I began my career in 1976 as a 16 year old apprentice with the Mullard Radio Valve Company in Mitcham, Surrey.  Mullard was later taken over by Philips.  Following the successful completion of the four year Philips apprenticeship, I got a job in the factory as a quality and repair technician in the Electronics Assembly Department. After around five years, I changed direction slightly and joined the Central Materials Laboratory running the photography department. Photolithography was how Printed Circuits were produced before the CAD systems we use today were available.  Philips closed this factory in the late 1980s and I continued working with PCB design at PT Barkley and company in Coulsdon.  Wanting to get back to a more manufacturing based job I had the opportunity to join Chemigraphic in 1994 as a production engineer and the rest, as they say, is history.

  1. Why did you choose to work in this field?

I was never going to be a great academic, was not interested in performing arts and wasn’t particularly sporty, so it was always going to be some sort of practical occupation for me. I considered farming, civil engineering and building trades but in the 1970s hobby electronics was all the rage and I had the opportunity to build my own hifi amplifier whilst still at school. Having loved this project, I decided that a job involving electronics was the way to go.  The part of the process that appealed to me most was putting things together, which explains my fondness for manufacturing. The best days are always the ones where at the end you can stand back and say “I made that today”
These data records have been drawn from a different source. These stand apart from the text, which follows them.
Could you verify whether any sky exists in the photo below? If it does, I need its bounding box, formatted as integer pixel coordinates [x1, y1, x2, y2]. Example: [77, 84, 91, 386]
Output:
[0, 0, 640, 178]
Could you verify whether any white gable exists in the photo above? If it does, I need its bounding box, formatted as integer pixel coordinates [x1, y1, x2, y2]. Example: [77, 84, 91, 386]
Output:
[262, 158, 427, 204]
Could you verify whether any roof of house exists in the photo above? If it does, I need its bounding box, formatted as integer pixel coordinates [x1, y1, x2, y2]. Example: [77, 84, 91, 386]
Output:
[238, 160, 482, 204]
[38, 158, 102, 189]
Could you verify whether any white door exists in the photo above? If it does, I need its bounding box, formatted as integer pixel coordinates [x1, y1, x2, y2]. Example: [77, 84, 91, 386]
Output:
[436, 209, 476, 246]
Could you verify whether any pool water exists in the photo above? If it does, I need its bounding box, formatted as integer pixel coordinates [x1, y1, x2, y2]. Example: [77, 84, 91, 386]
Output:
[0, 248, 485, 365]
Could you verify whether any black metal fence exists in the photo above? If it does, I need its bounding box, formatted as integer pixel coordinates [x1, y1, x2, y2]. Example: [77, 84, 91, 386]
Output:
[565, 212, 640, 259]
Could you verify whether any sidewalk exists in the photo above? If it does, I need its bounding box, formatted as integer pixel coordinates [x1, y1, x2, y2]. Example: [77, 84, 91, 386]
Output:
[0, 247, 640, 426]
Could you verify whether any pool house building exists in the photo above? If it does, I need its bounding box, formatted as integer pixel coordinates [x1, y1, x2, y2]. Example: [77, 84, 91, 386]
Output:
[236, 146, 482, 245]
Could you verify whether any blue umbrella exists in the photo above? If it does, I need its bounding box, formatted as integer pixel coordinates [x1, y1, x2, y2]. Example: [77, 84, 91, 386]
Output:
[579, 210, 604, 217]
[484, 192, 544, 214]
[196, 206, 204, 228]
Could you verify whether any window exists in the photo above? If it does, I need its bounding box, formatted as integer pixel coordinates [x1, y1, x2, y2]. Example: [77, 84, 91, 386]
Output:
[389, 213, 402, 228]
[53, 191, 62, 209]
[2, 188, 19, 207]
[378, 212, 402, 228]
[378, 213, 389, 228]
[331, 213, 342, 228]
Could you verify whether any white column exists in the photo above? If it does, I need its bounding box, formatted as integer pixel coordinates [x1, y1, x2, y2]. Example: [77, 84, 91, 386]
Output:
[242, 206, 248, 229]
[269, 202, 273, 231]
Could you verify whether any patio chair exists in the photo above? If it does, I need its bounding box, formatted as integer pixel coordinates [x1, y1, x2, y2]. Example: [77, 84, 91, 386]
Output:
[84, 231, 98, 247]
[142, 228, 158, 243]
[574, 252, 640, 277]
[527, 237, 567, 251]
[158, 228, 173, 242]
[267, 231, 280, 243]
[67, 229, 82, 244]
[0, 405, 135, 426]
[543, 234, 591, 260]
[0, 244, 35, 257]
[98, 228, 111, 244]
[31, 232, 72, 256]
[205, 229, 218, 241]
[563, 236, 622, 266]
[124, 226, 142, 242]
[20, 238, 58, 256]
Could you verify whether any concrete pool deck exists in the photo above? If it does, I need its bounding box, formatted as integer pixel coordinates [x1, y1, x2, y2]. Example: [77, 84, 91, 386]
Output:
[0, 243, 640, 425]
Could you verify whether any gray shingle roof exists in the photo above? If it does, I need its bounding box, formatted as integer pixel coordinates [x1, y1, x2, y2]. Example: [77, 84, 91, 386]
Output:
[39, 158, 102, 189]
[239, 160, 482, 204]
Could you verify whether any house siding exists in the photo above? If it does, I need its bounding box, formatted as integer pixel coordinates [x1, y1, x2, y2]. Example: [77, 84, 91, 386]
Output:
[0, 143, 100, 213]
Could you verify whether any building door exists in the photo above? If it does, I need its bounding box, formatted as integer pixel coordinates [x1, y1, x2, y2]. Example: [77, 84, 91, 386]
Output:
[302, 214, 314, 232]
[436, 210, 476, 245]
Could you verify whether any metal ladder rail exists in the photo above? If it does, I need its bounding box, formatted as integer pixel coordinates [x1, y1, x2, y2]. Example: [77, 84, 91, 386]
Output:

  1. What do you love about your job?

The variety. My role at Chemigraphic is very diverse and wide-reaching, and I can honestly say that I can never tell what the day is going throw at me until it starts.  Part of what I do is to define what others are going to be making, be it via technical drawings or via written instruction.  Then there is the face to face part of the job, involving helping our teams assemble things in the best possible way either directly, by observing difficulties or helping them develop techniques to overcome these issues.

  1. Describe a ‘typical day’ for you

A typical day will be spent at Crawley ensuring that as another month draws to a close, targets are met, all systems are working, all customers are satisfied, and all staff are comfortable in their roles. Not an easy task, but one I enjoy pursuing!

  1. What have been the proudest moments in your career so far?

The successful completion of any project is always something to be proud of. Obtaining the final sign-off from building control for the Mezzanine floor that houses our SMD, PCB and Test departments was certainly one of my proudest moments. This required managing third parties including the local authority to confirm that all regulations regarding fire control, lighting levels, air handling and emergency access were all correct and met legal requirements.

A new project which is just starting now is our Apprenticeship training scheme.  Getting this up and running and seeing younger people successfully complete the scheme and secure good technical jobs will be a very big achievement and one I look forward to.

  1. What’s the biggest change or development you’ve seen since working in the industry?

It has to be the digitalisation of almost every aspect of what we do.  In 1976, when I started my career, companies produced PCB assemblies which were every bit as intricate as we do today but just using very different techniques and without a single computer of any sort.  All the way from the board blank layout which was done by line film and photographic techniques to the assembly which was completely carried out by hand.  There were no word processors, no spreadsheets, and no e-mail: things still got done but just in different ways.